Earlier this year, the Joint Economic Committee of the United States Congress issued a report on the portrait of the typical American family and the increasingly important role played by working mothers. The report concluded what many of us already know–long gone is the stereotypical model of a father going to work every day to support his family while a mother stays home to care for their children. Today, 70 percent of mothers are in the labor force and their earnings are not a luxury but a necessity.
Some interesting facts from the report include:
- One in three mothers working outside of the home is their family’s only wage earner.
- Fewer than one in five families currently fit the 1950s stereotype of a father going to work and a mother staying at home.

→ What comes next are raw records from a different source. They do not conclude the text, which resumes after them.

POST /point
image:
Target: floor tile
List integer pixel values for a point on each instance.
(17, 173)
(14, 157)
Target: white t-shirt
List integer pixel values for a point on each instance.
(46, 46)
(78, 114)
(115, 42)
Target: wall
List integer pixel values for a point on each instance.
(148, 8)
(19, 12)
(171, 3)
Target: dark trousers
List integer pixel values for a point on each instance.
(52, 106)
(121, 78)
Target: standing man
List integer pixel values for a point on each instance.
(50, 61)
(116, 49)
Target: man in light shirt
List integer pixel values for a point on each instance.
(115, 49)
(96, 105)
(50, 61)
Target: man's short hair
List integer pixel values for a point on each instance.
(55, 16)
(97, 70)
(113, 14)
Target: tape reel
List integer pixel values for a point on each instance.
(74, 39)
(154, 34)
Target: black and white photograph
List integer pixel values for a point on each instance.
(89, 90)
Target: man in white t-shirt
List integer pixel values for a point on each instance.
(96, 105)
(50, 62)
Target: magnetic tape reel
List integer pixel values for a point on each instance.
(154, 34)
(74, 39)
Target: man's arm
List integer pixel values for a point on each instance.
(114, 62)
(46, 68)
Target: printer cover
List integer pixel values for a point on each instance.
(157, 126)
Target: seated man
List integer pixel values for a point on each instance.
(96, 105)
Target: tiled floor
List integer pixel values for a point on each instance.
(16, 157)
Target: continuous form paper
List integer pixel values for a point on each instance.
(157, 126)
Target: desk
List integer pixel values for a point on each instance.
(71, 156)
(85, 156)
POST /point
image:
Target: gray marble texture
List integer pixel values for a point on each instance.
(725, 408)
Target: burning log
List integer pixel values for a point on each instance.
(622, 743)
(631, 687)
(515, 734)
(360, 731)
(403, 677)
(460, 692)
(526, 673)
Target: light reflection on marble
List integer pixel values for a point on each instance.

- Mothers in the workforce pay a financial penalty earning 3 percent less than women without children while fathers in the workforce receive a bonus, earning 15 percent more than men without children.
The report also concludes that the U.S. lags behind other industrialized countries in family-friendly policies including paid family leave, universal child care, workplace flexibility and retirement benefits for time spent out of the workforce caring for family members. Other countries have found ways to value the time parents spend caring for their families and recognize the role parents play in developing human capital and shaping the future workforce, giving credit to women (or men) for time spent out of the workforce to care for children or other relatives.
The report also provides a breakdown of economic well-being of mothers on a state-by-state basis. The report was prepared by the Democratic staff of the Joint Economic Committee and is an interesting read, particularly as to the troubling gender gap pay concerns.